BOGOTA, Colombia - Colombian police have arrested two American soldiers for suspected arms trafficking in the second scandal to hit the US military here in just over a month, police and the US embassy said today.
The two unidentified soldiers were found with 32,000 rounds of 9mm ammunition in a condominium in the central Colombian town of Carmen de Apicala on Tuesday, police said.
Police said they suspected the two stole the ammunition - suitable for pistols or submachine guns - from the Colombian army and planned to sell it to illegal far-right paramilitaries.
"Two US soldiers were arrested yesterday (Tuesday) in the afternoon. The embassy is working to establish the details," said an embassy spokesman who declined to give the soldiers' names or units.

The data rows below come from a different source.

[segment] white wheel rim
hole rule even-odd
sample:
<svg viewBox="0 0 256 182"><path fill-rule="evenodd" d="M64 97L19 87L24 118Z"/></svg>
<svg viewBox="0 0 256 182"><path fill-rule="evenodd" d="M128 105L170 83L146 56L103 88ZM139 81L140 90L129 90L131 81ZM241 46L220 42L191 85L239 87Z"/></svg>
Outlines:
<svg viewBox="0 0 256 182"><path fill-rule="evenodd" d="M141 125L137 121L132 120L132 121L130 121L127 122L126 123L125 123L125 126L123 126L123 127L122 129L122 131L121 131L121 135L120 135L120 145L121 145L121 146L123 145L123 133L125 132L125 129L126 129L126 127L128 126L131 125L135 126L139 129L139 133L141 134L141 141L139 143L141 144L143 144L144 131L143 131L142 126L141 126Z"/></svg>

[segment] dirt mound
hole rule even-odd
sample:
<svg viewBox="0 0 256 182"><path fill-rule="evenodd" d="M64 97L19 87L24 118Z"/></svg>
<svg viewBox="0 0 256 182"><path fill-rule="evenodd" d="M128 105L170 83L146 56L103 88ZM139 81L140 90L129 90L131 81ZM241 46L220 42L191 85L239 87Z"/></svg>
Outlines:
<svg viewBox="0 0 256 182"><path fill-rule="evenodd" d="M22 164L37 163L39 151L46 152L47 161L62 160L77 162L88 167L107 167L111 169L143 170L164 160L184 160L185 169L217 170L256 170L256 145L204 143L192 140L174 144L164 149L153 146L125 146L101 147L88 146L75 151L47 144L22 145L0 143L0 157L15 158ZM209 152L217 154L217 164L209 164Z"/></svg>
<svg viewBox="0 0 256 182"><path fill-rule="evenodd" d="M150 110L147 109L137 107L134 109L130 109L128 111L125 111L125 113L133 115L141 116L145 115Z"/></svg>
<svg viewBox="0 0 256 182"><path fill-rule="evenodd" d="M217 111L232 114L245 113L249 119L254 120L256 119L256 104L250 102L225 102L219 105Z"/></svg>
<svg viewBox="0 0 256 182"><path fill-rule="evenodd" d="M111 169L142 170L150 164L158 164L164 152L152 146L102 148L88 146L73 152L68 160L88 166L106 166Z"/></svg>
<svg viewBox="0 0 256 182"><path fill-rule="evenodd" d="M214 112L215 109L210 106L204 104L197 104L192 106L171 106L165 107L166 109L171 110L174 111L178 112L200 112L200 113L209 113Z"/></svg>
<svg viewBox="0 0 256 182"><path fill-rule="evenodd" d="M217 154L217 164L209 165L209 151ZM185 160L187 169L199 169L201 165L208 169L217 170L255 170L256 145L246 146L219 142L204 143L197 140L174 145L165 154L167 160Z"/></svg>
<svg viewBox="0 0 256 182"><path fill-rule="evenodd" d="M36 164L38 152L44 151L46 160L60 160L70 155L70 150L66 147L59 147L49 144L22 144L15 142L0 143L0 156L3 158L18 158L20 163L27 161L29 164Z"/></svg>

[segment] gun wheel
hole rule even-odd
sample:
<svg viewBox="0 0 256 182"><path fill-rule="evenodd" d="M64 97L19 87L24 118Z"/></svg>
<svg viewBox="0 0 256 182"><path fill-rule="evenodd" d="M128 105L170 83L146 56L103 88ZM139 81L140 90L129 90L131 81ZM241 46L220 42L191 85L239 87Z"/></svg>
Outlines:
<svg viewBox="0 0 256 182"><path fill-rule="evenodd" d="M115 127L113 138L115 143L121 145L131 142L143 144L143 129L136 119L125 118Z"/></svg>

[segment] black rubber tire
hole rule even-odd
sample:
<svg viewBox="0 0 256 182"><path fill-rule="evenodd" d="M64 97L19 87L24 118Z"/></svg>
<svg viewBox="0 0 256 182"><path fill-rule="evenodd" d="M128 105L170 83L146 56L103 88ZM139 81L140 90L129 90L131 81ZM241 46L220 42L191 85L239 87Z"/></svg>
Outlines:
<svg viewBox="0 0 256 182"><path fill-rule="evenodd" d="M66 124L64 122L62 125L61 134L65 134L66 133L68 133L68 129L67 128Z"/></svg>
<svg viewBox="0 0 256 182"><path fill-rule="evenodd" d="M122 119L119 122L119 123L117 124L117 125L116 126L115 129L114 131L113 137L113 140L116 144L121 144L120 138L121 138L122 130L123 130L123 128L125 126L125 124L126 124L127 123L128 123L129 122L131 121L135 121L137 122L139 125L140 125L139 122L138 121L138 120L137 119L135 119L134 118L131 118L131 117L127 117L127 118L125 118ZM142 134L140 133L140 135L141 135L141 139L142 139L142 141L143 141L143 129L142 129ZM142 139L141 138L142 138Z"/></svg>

But a Colombian military source, who asked not to be identified, said the men were US marksmanship instructors assigned to train Colombian troops to fight cocaine traffickers and Marxist rebels fighting a four-decade-old guerrilla war which claims thousands of lives a year.
They were based at Colombia's Tolemaida army base, a short drive from Carmen de Apicala, the source said.
"It's a lot of ammunition and it's a very suspicious case," Colombian Police commander General Jorge Castro told local radio.
Three Colombian civilians were also arrested on Tuesday in connection with the case.
Five US soldiers were arrested in the United States in late March on suspicion of trying to smuggle hundreds of thousands of dollars worth of Colombian cocaine into the United States on a US military aircraft.
US diplomats privately admitted embarrassment over the March arrests, although they have had no effect on the US aid programme to its key ally in the war against cocaine.
The United States has provided more than $3 billion in mainly military aid to Colombia since 2000. US Congress has authorized the presence of up to 800 US troops as instructors and to aid the Colombians but not to take part in combat.
Up to 600 civilian contractors are also allowed here. While US casualties in Colombia have been few, three US civilian contractors have been held hostage by Marxist rebels for two years.
Far-right paramilitaries, illegal militias who target Marxist rebels and are heavily involved in cocaine trafficking, have killed thousands of civilians in recent years and have been responsible for many of the country's worst human rights abuses, including massacres and torture.
The Colombian government is trying to negotiate the demobilisation of the largest paramilitary group, the United Self-Defence Forces of Colombia, or AUC, but accuses it of regularly violating a cease-fire. The United States classes the AUC as a "terrorist" organisation.
Under a treaty, US personnel serving in Colombia come under US jurisdiction and local courts do not have the right to sentence them.
A posting in the world's largest cocaine producing country is not free of temptation.
The wife of a US Army officer who headed anti-drug operations in Colombia was sentenced to five years in prison in 2000 for trying to mail $700,000 worth of heroin to New York. Her husband admitted he knew she was laundering drug proceeds and was sentenced to five months, angering Colombian legal officials who complained this was too lenient.